You are really hardworking on this !
Are you familiar with CMOV instruction ?!!
Read about it from here
https://www.felixcloutier.com/x86/cmovcc
Also search and research example for it and its usage, and trust me you will feel real good after that and your above code will go brrrrrrr faster.
eg.
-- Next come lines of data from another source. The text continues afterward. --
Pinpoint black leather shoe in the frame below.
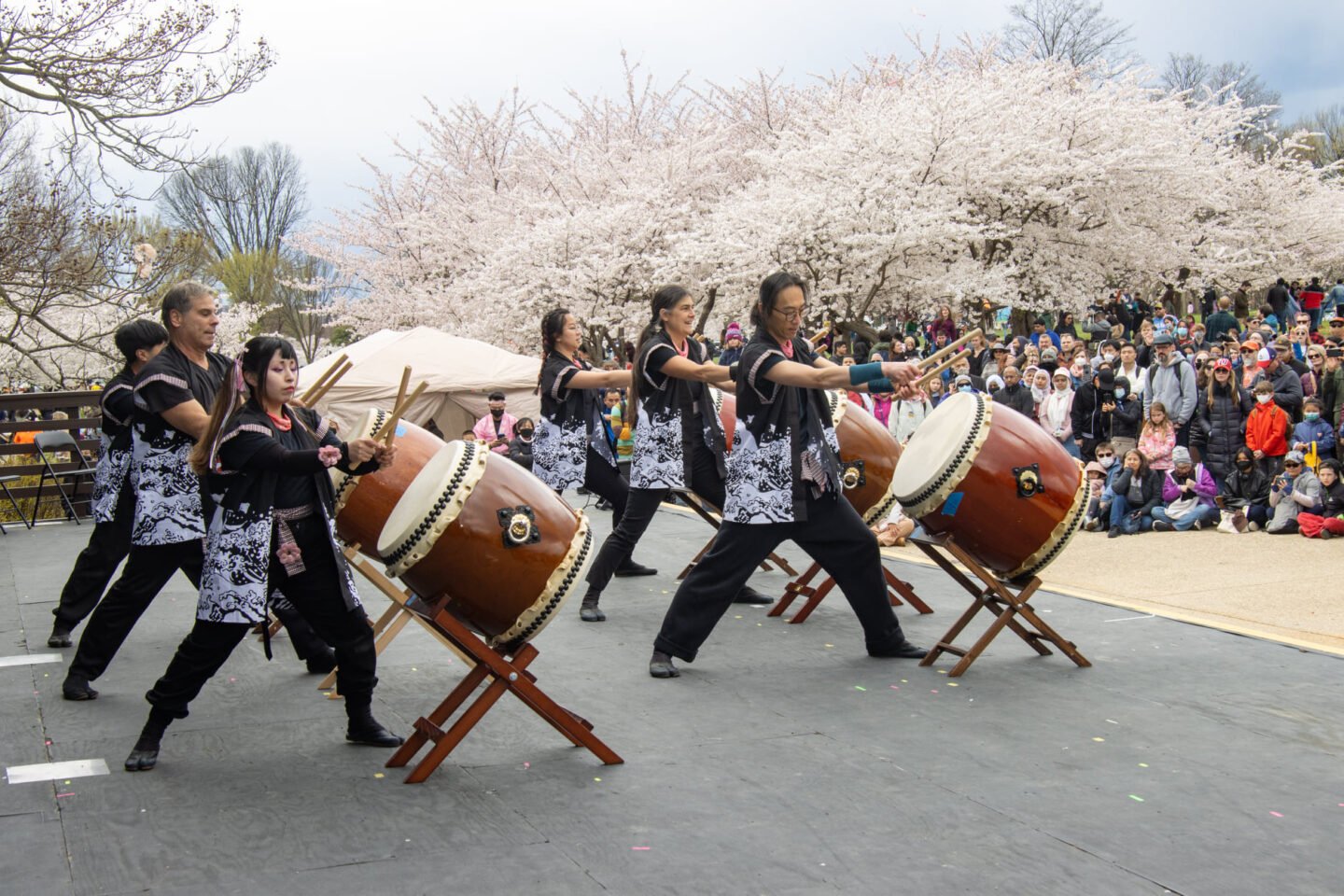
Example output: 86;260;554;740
126;747;159;771
733;584;774;608
868;638;929;660
306;648;336;676
61;676;98;700
650;651;681;679
345;719;402;747
614;560;659;579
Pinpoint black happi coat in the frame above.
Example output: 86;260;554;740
630;332;726;489
532;352;616;492
92;367;135;523
131;343;232;545
196;401;378;623
723;328;840;524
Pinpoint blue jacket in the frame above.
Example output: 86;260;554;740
1293;420;1335;452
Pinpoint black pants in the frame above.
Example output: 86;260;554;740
51;477;135;631
653;495;903;663
146;516;378;719
587;442;724;594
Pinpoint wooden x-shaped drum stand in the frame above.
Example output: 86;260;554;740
387;603;625;785
672;489;798;581
766;563;932;624
910;536;1091;679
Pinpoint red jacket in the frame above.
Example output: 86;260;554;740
1246;401;1288;456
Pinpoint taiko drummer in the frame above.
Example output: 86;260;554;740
650;272;926;679
125;336;402;771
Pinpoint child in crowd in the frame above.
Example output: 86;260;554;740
1246;380;1290;480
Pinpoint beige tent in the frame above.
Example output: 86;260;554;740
299;327;541;440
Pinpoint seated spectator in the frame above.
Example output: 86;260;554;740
1154;446;1222;532
1292;398;1335;461
1297;459;1344;539
1106;449;1163;539
1223;447;1273;532
1265;452;1322;535
471;389;517;455
508;416;537;470
1246;380;1292;480
1084;442;1124;532
1139;401;1176;473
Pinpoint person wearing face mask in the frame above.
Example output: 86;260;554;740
508;416;537;473
993;364;1036;416
1038;370;1079;456
471;389;517;455
1143;333;1198;447
1246;380;1292;478
1197;357;1255;494
1292;398;1335;461
1297;461;1344;539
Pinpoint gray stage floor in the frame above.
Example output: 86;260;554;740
0;511;1344;896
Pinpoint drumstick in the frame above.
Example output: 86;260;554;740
303;361;355;407
373;380;428;444
910;348;971;388
917;327;986;370
302;355;345;404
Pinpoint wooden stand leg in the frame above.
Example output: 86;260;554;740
387;601;623;785
914;539;1091;677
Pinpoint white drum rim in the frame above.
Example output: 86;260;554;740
891;392;995;519
1007;464;1091;581
329;407;390;519
489;511;594;648
378;440;491;576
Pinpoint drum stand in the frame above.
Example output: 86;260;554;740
766;563;932;624
910;535;1091;679
317;544;470;698
387;601;625;785
671;489;798;581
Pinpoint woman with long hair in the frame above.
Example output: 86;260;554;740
580;285;772;622
648;272;925;679
125;336;402;771
532;308;657;576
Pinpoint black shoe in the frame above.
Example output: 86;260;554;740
613;560;659;579
868;638;929;660
650;651;681;679
580;594;606;622
345;718;402;747
733;584;774;608
126;744;159;771
61;676;98;700
306;648;336;676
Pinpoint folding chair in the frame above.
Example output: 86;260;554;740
30;430;94;528
0;476;33;535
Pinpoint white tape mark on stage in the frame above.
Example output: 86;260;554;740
0;652;64;667
4;759;107;785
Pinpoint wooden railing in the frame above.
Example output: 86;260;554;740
0;391;102;523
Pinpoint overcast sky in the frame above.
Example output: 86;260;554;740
160;0;1344;219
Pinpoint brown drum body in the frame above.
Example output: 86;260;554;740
379;442;593;646
332;409;443;560
894;394;1088;579
711;389;901;525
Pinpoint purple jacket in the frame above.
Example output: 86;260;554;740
1163;464;1218;507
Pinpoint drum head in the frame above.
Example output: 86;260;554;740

That part of clamping the slow one replacing values with
Code:
if v < 0 then
Blue := 0
else if v > 255 then
Blue := 255
else
Blue := v;
This could be two CMP and two CMOV, with 0 branching/jumping, will boost the speed nicely, by relieving branch prediction (removing the jmps) letting out-of-order-execution kick in unhindered.
instead of
Code:
jle @BlueZero // Ist <= 0
cmp eax,255
jbe @BlueSet // Ist <= 255
mov byte[edx],255 // Blauanteil = 255 setzen
jmp @Green // Grьnanteil errechnen
@BlueZero: xor eax,eax // Blau = 0
@BlueSet: mov [edx],al // Blauanteil speichern
Also you could ditch all that and try SSE or MMX , both are supported on CPUs for almost 3 decades (MMX) and no need to check for CPU compatibility for it, MMX will perform the all these operation on one pixel (4 colors) in parallel, the speed should be around 4 times than simple plain linear assembly.